Sam gambles on a unique marketing concept
On a rainy winter day in 1989, Sam Sebastiani held an umbrella over his mother's head as he led her through the big wooden door of his new winery, Viansa. (Viansa is a combination of "Vicki and Sam"—Sam's wife's name is Vicki.)
It was a symbolic moment in several respects. The door had been crafted from an old redwood wine tank owned by Samuele. And for Sylvia and Sam, the day marked a reconciliation, three years after she had fired him from the family company.
With the rain pounding down and the "winery" only a raw stucco building surrounded by a sea of mud, it was a dream that hadn't yet been realized. But Sam, already 48, was taking the first step of the rest of his life.
Viansa was a huge gamble. Sam's plan was to bypass the system of distributors selling wine to retailers, who then sold it to the public at wine shops and restaurants. Instead, Sam and Vicki had the radical idea of selling wine directly to consumers.
"It was a decision not to get involved in the three-tiered system," Sam explains. With nearly 1,000 wineries in California alone, it was hard if not impossible to get distributors to pay attention to a new little winery.
Sam's idea was to emphasize Italian varieties, attract tourists to the winery, sign them up for the mailing list, and build a repeat business. But with eight kids to support, Sam and Vicki struggled. "We sold our house, and lived for 11 years in a trailer," Sam recalls.
The turnaround finally came in the 1990s. Sam is reluctant to discuss his financial details. But without having to pay middlemen, he gets 100 percent of every dollar on each bottle of the 50,000 cases Viansa sells annually. And Viansa prices aren't cheap, ranging from the high teens to over $100. Viansa's Tuscan marketplace is one of the biggest tasting rooms in California. With more than 4,000 square feet, it attracts a quarter-million tourists a year and sells thousands of different kinds of food and gift items. Sam strategically located it on busy Highways 12 and 121, which he calls "the throat to the brain" because it's one of the main thoroughfares from the south into Sonoma County.
In April 2004, Sam and Vicki announced that they were giving ownership of Viansa to their seven children, three of whom, Lisa, 39; Jon, 34; and Joe, 35, already are involved. That will give Sam time for his great passion: wetlands restoration.

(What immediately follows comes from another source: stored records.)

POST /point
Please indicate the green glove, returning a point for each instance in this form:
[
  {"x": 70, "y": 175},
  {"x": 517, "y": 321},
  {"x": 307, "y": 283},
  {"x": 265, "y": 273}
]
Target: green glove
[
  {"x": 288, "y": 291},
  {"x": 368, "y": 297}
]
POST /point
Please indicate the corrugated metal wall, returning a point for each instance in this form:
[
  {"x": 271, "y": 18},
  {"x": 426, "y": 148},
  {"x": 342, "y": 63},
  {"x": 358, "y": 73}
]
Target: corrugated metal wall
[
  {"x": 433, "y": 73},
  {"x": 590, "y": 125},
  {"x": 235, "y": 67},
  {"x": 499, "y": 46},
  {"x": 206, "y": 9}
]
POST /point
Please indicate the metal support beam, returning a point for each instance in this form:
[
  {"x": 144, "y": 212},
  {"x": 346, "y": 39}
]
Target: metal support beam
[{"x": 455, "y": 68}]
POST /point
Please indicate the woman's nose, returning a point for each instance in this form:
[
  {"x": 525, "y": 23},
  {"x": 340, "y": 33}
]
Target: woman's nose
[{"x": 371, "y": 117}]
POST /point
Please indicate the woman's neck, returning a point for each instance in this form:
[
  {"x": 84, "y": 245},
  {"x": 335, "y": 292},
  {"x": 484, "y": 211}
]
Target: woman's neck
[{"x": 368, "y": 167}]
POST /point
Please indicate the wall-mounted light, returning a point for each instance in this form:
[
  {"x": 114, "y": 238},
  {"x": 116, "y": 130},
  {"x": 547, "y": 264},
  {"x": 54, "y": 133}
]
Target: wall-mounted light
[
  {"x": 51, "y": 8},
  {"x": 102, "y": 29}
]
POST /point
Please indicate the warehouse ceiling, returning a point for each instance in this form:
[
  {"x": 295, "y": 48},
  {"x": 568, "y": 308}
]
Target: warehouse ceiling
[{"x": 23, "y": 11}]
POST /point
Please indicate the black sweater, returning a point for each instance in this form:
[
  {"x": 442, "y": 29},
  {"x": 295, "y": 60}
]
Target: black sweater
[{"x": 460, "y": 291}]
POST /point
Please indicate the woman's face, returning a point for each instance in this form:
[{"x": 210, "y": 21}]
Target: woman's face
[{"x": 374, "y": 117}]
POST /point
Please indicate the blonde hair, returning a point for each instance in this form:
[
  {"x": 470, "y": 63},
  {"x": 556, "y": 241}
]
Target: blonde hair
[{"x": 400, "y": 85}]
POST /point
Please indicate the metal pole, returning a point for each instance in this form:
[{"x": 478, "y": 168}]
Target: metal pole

He owns a 2,000-acre spread on the North Platte River, in Nebraska, on a major flyway where ducks, geese, swans, wild turkeys and pheasants roam.
Sam gives away a clue to his inner self when he explains what he likes about birds. "My dad was one of the world's biggest dove breeders. He kept his birds in cages, and I'd always think, 'these birds want to fly.' So I said, someday I want a place where I can see them free." At 63, after building up a successful business for his children, Sam himself is finally flying.